With regard to the active treatment of breast cancer and women with HER2+ breast cancer, the Ontario Cancer Registry study provides very intriguing information, confirming and challenging some of the current viewpoints.2 First of all, the rate of major cardiac events was highest in the first year after the start of therapy; in fact, it matched the non-cardiac mortality rate, and declined thereafter to the level of the age-matched general population. In conjunction with data on the therapy-related risk further outlined below, these findings support the view that the largest risk is largely confined to the period of adjuvant trastuzumab therapy. Secondly, these dynamics of a “vulnerable first year” were noted in women under 65 years of age. On the contrary, women 65 years of age or older had approximately a three times higher risk of major cardiac events than younger women and remained on a steeper cardiac event rate curve than the general population even after 1 year. In both age groups, non-cardiac death was the main cause of death after 1 year, significantly higher than the incidence of cardiac events combined—a constellation opposite the general population, especially among those 65 years of age and older. Thus, older patients have a higher baseline cardiovascular risk, higher cardiac risk during therapy, and a persistently higher cardiac risk after cancer therapy while the risk remains confined to 1 year in younger patients. Thirdly, over the observed follow-up period of up to 5 years, the hazard ratio of cardiac events roughly doubled from anthracycline therapy to trastuzumab therapy and from trastuzumab therapy to sequential anthracycline/trastuzumab therapy. The latter group also met the threshold for heart failure hospitalization risk.

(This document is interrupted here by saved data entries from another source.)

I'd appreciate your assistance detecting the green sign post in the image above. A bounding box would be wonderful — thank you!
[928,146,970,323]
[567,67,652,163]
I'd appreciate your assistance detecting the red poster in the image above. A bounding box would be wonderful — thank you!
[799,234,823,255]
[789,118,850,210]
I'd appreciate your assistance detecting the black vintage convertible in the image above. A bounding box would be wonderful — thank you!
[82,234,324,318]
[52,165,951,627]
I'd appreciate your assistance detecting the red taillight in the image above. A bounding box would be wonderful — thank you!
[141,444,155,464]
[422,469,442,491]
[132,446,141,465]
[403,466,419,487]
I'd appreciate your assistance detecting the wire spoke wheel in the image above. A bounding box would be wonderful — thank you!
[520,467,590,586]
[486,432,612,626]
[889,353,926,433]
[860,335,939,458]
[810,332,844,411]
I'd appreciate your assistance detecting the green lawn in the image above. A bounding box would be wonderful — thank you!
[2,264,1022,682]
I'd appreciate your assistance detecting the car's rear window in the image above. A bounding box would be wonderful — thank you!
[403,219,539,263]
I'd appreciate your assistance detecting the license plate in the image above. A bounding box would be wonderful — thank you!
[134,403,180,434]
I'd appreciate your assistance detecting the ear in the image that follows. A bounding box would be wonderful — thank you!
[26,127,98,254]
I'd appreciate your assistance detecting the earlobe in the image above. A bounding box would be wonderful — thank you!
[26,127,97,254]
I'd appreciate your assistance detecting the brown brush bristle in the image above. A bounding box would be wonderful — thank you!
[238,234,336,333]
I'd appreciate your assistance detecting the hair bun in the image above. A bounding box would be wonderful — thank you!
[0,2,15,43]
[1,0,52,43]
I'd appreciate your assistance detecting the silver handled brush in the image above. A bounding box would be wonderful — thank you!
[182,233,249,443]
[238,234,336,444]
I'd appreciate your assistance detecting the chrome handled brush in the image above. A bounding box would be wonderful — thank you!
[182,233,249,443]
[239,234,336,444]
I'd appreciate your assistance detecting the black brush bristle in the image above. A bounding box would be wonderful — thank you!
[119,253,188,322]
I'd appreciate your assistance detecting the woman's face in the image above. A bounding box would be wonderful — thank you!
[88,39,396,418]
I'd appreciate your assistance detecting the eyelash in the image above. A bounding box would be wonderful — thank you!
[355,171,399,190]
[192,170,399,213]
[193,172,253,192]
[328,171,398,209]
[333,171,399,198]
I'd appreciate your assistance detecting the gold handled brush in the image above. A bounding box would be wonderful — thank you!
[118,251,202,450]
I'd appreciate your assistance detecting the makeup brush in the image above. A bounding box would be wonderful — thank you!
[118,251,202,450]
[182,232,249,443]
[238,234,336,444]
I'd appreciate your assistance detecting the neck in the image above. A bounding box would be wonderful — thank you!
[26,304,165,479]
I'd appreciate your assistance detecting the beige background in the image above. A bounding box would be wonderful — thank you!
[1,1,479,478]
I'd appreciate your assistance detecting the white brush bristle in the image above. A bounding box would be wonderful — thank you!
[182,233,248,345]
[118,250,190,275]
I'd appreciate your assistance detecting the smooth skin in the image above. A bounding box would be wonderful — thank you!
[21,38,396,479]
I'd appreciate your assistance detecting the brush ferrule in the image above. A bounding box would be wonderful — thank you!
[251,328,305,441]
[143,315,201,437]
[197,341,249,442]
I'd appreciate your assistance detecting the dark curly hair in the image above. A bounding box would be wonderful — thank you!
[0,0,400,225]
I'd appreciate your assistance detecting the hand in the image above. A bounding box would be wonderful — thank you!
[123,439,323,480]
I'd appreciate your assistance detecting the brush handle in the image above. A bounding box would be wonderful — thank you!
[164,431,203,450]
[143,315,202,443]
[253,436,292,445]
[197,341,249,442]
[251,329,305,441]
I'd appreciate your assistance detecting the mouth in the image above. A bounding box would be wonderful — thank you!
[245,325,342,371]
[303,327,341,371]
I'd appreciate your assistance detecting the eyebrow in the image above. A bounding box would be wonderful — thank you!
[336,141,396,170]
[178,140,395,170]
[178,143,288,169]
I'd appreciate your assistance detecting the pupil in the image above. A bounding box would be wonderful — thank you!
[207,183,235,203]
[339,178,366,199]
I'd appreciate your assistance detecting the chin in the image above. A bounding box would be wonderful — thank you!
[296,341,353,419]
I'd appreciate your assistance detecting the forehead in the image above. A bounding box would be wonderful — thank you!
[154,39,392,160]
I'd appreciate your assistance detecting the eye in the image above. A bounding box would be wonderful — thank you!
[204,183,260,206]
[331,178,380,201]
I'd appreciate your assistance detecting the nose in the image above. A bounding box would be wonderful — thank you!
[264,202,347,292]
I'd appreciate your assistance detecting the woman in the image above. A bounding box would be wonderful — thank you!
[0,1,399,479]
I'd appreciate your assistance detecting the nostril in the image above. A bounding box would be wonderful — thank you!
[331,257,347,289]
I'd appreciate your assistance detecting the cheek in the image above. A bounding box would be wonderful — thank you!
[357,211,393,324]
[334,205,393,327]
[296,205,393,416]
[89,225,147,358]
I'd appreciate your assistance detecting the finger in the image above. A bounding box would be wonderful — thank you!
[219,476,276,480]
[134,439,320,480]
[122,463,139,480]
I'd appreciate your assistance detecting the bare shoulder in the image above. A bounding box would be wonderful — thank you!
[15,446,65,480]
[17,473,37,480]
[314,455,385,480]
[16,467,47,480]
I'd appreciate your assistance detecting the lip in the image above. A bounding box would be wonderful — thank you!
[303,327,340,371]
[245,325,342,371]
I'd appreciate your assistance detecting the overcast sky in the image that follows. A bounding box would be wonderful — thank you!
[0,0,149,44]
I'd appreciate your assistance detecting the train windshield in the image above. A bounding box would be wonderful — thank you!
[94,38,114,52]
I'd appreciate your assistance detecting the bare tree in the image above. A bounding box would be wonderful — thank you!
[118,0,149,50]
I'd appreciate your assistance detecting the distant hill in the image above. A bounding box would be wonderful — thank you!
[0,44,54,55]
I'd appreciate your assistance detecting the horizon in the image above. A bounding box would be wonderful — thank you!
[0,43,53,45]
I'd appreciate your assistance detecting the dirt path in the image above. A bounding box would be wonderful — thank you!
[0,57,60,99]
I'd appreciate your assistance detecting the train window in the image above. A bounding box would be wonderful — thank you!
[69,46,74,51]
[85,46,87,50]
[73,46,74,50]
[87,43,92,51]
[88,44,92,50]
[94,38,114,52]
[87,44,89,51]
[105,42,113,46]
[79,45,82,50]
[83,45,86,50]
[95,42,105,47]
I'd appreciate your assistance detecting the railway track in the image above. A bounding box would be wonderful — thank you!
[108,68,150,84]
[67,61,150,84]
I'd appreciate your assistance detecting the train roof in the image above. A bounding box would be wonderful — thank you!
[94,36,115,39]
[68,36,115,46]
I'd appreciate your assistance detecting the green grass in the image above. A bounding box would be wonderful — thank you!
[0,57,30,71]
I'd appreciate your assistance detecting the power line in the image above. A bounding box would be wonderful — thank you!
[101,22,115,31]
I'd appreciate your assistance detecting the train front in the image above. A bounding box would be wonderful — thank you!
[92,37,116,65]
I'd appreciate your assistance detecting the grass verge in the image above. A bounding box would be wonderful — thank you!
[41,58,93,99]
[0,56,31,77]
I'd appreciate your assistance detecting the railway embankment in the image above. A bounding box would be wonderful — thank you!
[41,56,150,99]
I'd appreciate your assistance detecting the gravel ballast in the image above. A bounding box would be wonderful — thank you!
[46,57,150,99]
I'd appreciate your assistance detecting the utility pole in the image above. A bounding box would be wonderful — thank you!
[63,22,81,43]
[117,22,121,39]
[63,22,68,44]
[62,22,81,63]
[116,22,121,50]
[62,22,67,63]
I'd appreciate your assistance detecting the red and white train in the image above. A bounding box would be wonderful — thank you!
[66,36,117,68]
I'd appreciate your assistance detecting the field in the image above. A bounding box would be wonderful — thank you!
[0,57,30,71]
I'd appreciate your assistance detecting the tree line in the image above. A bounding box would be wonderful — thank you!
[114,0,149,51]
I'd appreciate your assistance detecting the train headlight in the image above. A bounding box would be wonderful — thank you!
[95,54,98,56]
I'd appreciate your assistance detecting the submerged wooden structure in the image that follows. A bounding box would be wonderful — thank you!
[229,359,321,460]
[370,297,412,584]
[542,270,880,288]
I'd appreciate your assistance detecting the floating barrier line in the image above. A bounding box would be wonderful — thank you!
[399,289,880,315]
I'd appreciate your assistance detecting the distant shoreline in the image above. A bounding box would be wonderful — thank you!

Thus, as expected, those with combined anthracycline/trastuzumab therapy were at highest cardiac risk; however, what might be surprising is the higher cardiac risk in those on trastuzumab therapy alone, a risk even higher than with anthracycline therapy alone. We do not have detailed information on how long the trastuzumab therapy–related risk persisted, any reversibility dynamics, and if this was noted in women with cardiovascular risk factors and/or disease, essentially unmasking a lower cardiovascular reserve. However, it can likely be extrapolated from the above that even younger patients undergoing trastuzumab need surveillance for at least 1 year, and those with an underlying disease burden even long term. With regard to the follow-up period in this study, it might have been too short to capture all anthracycline-related events. Accordingly, this study is more revealing for trastuzumab than it is for anthracyclines, and it comes at a time when the current recommendation of echocardiograms every 3 months while on trastuzumab therapy is being reconsidered, and details on how much such a monitoring strategy decreases events and at which cost-effectiveness level remain to be defined.
Mixed reactions, but seemingly no reassurance that we can simply forget about cardiotoxicity with trastuzumab therapy.